Authors in addition to Dr. Babar Khan are:
- Regenstrief Institute research scientists and IU School of Medicine faculty Sikander H. Khan, D.O., M.S., and Malaz Boustani, M.D., MPH.
- Regenstrief Institute research scientist and Purdue University College of Pharmacy faculty Noll Campbell, PharmD, M.S.
- Anthony J. Perkins, M.S., IU Center for Health Innovation and Implementation Science and Indiana CTSI.
- Nagendra K. Prasad, BVSc, PhD, MBA; Anantha Shekhar, M.D., PhD; Sujuan Gao, PhD; Sophia Wang, M.D. and Homer L. Twigg III, M.D., all of the IU School of Medicine. Dr. Shekhar is also the founding director of the Indiana Clinical and Translational Sciences Institute.
- Edward R. Marcantonio, M.D., S.M., of Beth Israel Deaconess Medical Center and Harvard Medical School.
The study was supported by National Institute on Aging (NIA) grant K23AG043476. The NIA is part of the National Institutes of Health.
About Regenstrief Institute
Founded in 1969 in Indianapolis, the Regenstrief Institute is a local, national and global leader dedicated to a world where better information empowers people to end disease and realize true health. The Regenstrief Institute and its researchers are responsible for a growing number of major healthcare innovations and studies. Examples range from the development of global health information technology standards that enable the use and interoperability of electronic health records to improving patient-physician communications, to creating models of care that inform practice and improve the lives of patients around the globe.
A key research partner to Indiana University, Regenstrief Institute is celebrating 50 years of healthcare innovation. Sam Regenstrief, a successful entrepreneur from Connersville, Indiana, founded the institute with the goal of making healthcare more efficient and accessible for everyone.
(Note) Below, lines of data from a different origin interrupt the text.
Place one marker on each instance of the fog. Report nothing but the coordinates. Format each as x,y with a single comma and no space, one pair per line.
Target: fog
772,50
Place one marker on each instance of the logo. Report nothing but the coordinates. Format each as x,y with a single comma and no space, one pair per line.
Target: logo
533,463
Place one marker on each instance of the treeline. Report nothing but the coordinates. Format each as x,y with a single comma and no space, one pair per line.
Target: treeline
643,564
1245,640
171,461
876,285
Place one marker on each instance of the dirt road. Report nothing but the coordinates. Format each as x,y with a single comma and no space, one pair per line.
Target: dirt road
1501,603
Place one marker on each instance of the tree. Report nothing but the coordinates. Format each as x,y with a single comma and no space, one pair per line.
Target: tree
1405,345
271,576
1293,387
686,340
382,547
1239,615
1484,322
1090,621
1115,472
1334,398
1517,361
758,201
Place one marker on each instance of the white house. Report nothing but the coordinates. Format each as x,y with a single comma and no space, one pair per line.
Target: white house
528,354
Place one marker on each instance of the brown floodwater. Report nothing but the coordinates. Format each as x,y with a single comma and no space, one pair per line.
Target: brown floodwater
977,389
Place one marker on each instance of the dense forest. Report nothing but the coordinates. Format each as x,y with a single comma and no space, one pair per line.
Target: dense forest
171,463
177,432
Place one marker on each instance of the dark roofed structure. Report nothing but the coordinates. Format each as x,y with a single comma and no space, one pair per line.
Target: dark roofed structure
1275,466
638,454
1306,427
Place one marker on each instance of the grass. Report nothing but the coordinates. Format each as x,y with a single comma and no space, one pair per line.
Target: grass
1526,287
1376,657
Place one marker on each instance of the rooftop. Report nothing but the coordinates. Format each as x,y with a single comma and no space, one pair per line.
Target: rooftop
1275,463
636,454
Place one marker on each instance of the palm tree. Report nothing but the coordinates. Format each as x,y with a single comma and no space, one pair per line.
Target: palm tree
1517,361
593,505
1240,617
His vision continues to guide the institute’s research mission.
About Indiana University School of Medicine
IU School of Medicine is the largest medical school in the U.S. and is annually ranked among the top medical schools in the nation by U.S. News & World Report. The school offers high-quality medical education, access to leading medical research and rich campus life in nine Indiana cities, including rural and urban locations consistently recognized for livability.
About Babar Khan, M.D.
In addition to his appointment as a Regenstrief Institute research scientist, Babar Khan, M.D., is associate director at Indiana University Center for Aging Research at Regenstrief Institute and associate professor of medicine at IU School of Medicine. He is the president of the American Delirium Society.